Liking food from the garden pre-supposes that 1) all people will eat a varied diet of vegetables 2) all people have 1— 2 hours a day to put into futzing with a garden, 3) all people know how to cook with fresh produce and 4) people have the time and interest to preserve the bounty of their gardens for the winter months.

It’s a great idea. The urban farming model is catching on as part of sustainability. So far, I’ve invested about $150 in my four tomato plants and herb garden- building raised beds, getting new dirt, buying plants, tomato cages, fertilizer, insecticide, and bloom set. I’ve picked exactly two tomatoes to date, and have another six on the plants. To increase my yield, I would have to pay to have my neighbor’s oak tree cut down because it blocks the sun from hitting my front yard. He’s okay with me doing that, but I’m not okay with spending $1000 to grow more tomatoes.

I have given serious thought to buying a share in a family farm co-op, which for $600, will provide me with fresh vegetables grown on an organic farm. The money is due in January, and that seems to be a bit of a challenge as it hits right after the holidays, and at the same time tuition is due.

Ron_C's avatar

@BarnacleBill I like the $600 share in a co-op. Why not put the money aside as part of your food budget? Kind of like a Christmas club for buying presents?

MacBean's avatar

Pretty much my whole family gardens and we share amongst each other. My dad does tomatoes, peppers, zucchini, sugarsnap peas, green beans and wax beans. Gramma does cucumbers and several kinds of squash. My cousin does eggplant, lettuce, and more tomatoes. Sometimes someone will do broccoli and cauliflower.

Yum.

aprilsimnel's avatar

I’d grow my own food if there were a place to grow it. My neighbourhood, shockingly enough, doesn’t have its own garden like most neighbourhoods in NYC. I have to make do with the thrice-weekly farmers market in front of Brooklyn City Hall.

Frenchfry's avatar

I raised a herb garden and grow my tomatoes up side down on my patio. That’s kinda fun.

NaturallyMe's avatar

Nevermind the taste, i’m trying to set up my own veggie garden for health reasons! (well, healthier food reasons). Wish me luck!! :)

BarnacleBill's avatar

My garden problem is really one of too much shade. I have a fabulous flower garden, but in order to grow vegetables, you need 8 hours of direct sunshine a day. I get about 7, and that shows in the low tomato yield. I wish I had the time to work with a community garden plot, but they are far from where I live, and you have to haul your own water.
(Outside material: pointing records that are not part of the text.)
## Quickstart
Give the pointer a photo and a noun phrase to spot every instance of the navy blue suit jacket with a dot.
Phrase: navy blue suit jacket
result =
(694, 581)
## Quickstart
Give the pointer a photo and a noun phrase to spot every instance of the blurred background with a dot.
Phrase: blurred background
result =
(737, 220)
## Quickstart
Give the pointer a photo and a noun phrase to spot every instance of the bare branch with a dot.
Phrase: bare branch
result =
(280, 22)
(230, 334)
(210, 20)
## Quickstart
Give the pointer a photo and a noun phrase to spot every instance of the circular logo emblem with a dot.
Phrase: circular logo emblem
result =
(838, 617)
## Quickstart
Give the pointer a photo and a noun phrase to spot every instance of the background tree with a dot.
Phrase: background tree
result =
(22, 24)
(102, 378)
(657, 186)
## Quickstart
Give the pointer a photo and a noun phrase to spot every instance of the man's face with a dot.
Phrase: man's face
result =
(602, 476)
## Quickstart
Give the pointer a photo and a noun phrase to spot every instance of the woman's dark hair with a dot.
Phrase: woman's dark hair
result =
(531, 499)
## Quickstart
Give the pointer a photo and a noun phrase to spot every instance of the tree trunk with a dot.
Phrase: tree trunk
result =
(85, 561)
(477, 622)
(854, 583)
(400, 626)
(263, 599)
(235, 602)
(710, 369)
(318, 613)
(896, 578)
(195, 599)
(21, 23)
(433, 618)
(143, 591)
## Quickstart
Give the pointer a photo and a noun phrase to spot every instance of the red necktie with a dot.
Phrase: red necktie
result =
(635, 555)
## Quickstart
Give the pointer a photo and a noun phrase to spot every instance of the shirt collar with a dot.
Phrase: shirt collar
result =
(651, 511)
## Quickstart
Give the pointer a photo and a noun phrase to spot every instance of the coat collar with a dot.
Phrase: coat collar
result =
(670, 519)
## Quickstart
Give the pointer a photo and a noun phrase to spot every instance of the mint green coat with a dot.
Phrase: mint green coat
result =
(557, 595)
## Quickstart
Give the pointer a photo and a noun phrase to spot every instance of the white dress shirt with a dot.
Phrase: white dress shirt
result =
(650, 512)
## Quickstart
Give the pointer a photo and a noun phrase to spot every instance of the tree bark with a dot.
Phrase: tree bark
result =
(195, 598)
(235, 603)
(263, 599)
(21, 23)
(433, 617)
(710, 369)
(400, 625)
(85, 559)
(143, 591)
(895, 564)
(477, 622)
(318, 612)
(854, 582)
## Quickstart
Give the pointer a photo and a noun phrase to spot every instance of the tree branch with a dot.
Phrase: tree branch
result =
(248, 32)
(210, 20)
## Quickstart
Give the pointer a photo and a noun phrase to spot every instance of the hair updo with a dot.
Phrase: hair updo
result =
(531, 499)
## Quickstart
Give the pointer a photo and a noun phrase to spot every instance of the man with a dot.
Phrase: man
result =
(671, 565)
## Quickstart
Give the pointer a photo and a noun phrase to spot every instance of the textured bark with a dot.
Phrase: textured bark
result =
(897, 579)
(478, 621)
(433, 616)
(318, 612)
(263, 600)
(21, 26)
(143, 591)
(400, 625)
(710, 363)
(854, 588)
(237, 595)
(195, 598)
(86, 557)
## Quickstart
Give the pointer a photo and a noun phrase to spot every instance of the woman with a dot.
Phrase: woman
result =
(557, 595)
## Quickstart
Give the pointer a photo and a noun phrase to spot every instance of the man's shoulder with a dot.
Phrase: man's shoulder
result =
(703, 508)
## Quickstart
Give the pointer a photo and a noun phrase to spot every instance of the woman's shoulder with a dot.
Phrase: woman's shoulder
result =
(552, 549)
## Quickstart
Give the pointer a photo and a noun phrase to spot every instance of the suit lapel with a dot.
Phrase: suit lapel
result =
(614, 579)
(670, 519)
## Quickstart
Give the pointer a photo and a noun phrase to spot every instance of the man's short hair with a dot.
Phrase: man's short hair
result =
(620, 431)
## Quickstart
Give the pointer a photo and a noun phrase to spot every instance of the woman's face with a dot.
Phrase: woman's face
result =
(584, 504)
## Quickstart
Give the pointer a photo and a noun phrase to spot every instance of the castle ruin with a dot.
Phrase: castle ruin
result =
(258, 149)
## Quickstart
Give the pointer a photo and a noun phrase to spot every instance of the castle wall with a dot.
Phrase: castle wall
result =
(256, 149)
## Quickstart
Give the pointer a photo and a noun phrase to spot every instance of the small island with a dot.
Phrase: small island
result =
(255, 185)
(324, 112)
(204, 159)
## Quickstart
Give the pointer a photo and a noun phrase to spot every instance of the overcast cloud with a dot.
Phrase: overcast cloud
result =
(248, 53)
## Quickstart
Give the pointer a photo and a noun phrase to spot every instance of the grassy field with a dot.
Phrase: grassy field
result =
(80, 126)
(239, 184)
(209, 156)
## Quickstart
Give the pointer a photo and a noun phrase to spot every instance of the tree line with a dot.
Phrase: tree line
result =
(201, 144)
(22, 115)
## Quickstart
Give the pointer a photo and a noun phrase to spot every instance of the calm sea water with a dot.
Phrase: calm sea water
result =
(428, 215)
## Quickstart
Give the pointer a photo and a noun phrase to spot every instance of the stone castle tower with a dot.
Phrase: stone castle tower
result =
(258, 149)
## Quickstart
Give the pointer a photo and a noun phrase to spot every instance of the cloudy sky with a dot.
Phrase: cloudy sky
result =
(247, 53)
@Ron_C, I really like the idea of the food co-op, too. I don’t have much of a food budget to save the money out of, however. We’ve managed to pare the grocery expenses down to about $150 a month in order to save for anticipated home repairs. I wish the money wasn’t all due up-front.

Satchafunkilus's avatar

Mostly, you would need to guarantee that there would be no hard labor at all required.

Satchafunkilus's avatar

Beside, gardening is not difficult at all if you are properly prepared.